We hung out more in those times. By that stage his first daughter had arrived, who turned out to have a one-in-a-million syndrome similar in some ways to Downs, meaning his family needed lots of quality medical help which at the time would have been outrageously expensive in America in the pre-Obamacare era. Even if he could get a visa and/or citizenship, the cost of supporting his child made the thought of moving to America out of reach.

America's loss was Australia's gain. Many other people know more about his work at the ABC setting up podcasting, at Q&A with TweeVee TV and the viral sensation that was @DeptOfAustralia and I'm sure that history will be well documented elsewhere. I knew him by that point as a friend and business mentor, at a time when I really needed both. As such, he was a constant source of positivity and a perfect foil for radical ideas, even when his own family was under threat from external forces and the danger of his professional radicalism was so present in his personal life. His fearlessness was not false bravado.

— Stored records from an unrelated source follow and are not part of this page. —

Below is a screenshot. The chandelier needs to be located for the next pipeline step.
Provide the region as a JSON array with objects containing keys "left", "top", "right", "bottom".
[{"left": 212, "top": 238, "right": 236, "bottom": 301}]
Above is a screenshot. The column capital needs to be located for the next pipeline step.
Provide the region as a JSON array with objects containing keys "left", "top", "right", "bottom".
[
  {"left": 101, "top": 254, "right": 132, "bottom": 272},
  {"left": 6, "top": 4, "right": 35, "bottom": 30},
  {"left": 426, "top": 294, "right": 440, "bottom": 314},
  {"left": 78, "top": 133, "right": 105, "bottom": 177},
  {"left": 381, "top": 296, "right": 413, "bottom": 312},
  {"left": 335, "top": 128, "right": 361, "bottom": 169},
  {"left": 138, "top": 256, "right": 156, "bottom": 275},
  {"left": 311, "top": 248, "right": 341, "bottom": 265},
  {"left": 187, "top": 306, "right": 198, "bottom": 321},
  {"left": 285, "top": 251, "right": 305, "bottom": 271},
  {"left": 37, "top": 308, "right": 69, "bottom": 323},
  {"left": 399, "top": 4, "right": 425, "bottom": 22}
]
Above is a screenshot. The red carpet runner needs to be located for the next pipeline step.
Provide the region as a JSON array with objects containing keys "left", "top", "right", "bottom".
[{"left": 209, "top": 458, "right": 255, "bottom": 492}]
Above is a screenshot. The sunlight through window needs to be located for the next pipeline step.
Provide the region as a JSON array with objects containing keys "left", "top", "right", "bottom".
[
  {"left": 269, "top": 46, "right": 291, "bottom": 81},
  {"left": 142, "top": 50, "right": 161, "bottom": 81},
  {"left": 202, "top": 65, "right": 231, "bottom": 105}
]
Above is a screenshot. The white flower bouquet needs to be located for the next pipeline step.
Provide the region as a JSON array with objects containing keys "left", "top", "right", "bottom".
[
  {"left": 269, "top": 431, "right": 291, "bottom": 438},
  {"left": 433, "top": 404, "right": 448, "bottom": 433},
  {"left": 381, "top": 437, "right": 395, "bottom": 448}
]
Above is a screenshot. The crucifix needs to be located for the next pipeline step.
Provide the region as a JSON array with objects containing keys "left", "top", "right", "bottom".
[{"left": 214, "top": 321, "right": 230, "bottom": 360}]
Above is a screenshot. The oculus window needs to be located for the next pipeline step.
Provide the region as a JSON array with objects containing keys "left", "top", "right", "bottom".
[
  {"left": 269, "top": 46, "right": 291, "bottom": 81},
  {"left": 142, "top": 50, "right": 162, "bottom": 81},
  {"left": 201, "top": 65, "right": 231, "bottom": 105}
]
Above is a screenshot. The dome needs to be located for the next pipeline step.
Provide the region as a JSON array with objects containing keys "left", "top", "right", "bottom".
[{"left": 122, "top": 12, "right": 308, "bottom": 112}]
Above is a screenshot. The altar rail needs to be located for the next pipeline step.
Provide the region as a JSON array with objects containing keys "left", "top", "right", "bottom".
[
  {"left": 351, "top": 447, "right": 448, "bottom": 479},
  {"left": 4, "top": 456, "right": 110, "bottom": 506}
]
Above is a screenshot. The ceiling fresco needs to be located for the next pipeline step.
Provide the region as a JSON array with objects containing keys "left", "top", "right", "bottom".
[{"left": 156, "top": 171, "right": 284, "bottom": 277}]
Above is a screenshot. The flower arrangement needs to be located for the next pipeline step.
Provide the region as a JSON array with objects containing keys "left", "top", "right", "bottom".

He could speak with authority on how to construct a life as an anti-Telstra tech terrorist, something I shared with him in my business.

Leslie's death hits me particularly hard because he was a fellow traveller in life. He is the same age as me, and we both built young families later in life after long periods as lone wolves. I only wish I was nearly as talented has he was, in both a technological and comedic sense. I am only pretending to be an ubergeek, really, and when I try to run some of the same sort of funny material as he does, I tend to come off as a nasty smartarse whereas he could always make it sound like it was from the heart (because it was). He may have been a boy from the working class suburbs of Adelaide, but he always had more class than most of the rest of us put together.

It sounds like Leslie's latest project, Wrangling Cats, was more of a lifestyle business. He had finally got to move back to America, in Idaho where his in-laws lived, and it seemed like he had figured out his life and what made him happy and secure. That is what makes it all the more tragic, that his life was taken away so senselessly by a 20-year-old kid driving home drunk on a Saturday morning (whose life has also been ruined now, BTW). There were more than 30,000 road deaths in America last year, about 10 deaths per 100,000 of population. The equivalent figure for Victoria, where we have spent so much energy minimising deaths like these, is around 3.5 per 100,000. Leslie had so much more to give, primarily as a father and husband. What a waste of human potential.

He is survived by his wife and three daughters of eight, three and one years. If you would like to donate to a fund for his family, his most recent business partner set up a GoFundMe page. It's the least any of us can do.